Forschende der TU Graz haben einen spannenden Aufbau entwickelt, um herauszufinden, auf welchen Webseiten ein Nutzer surft. Dafür reicht ihnen ein offener Browser-Tab, in dem ein Bild sehr langsam vor sich hin lädt.

Das Szenario setzt voraus, dass der Angreifende es geschafft hat, das Opfer auf eine Webseite zu locken, und dass diese Seite in einem Browser-Tab weiterhin offen ist. Grundsätzlich sorgt der Browser wirksam dafür, dass ein Tab nichts von den Inhalten der anderen erfahren kann. Bei dem Angriff wird jedoch ausgenutzt, dass die Kommunikation zu den verschiedenen Webseiten durch den gemeinsam genutzten Internetzugang verläuft und sich dort die Bandbreite teilen muss. Die Forschenden haben jetzt einen Server so aufgesetzt, dass er sehr langsam ein Bild ausliefert und dabei genau beobachtet, wie schnell die Fragmente ausgeliefert werden können. Damit kann das Lastprofil des Internetzugangs des Opfers so gut rekonstruiert werden, dass typische Muster von populären Webseiten wiedererkannt werden können.

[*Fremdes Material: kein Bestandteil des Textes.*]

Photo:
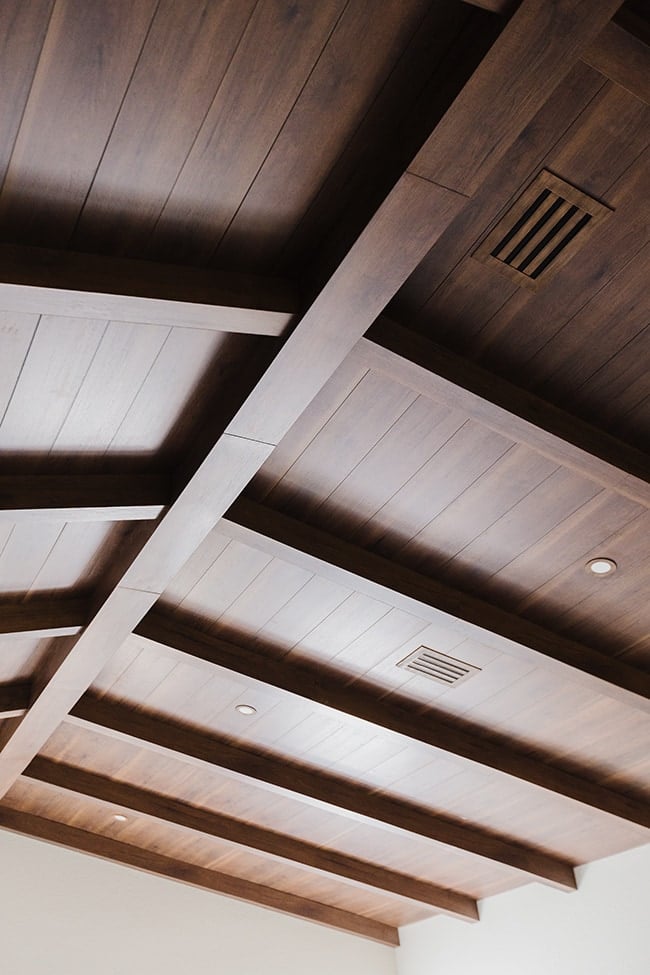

Zur besseren Veranschaulichung lohnt sich ein Blick auf die Beispielwebseite mit einer gelungenen Erläuterung und Demonstration. Außerdem haben die Forschenden die Latte für das Marketing zukünftiger Sicherheitslücken noch einmal etwas höher gehängt: Die Lücke hat nicht nur ein Logo, einen prägnanten Namen und eine Webseite, sondern auch noch ein Musikvideo.

https://www.snailload.com

Seitenkanal des Monats: Laser, die auf Bits schießen

Das BSI hat das Fraunhofer AISEC gebeten, sich das Signaturverfahren XMSS (eXtended Merkle Signature Scheme) anzuschauen – und zwar im Wortsinn „unter dem Mikroskop“. Dieses Verfahren ist gut gegen mögliche zukünftige Angriffe mithilfe von Quantencomputern gewappnet und bietet sich auch an, um die Integrität der Firmware von IoT-Geräten zu sichern. Im konkreten Anwendungsfall ist aber ein direkter Angriff auf das Gerät auch sehr wahrscheinlich – schließlich sind die Geräte außerhalb von gesicherten Rechenzentren verbaut und lassen sich stehlen.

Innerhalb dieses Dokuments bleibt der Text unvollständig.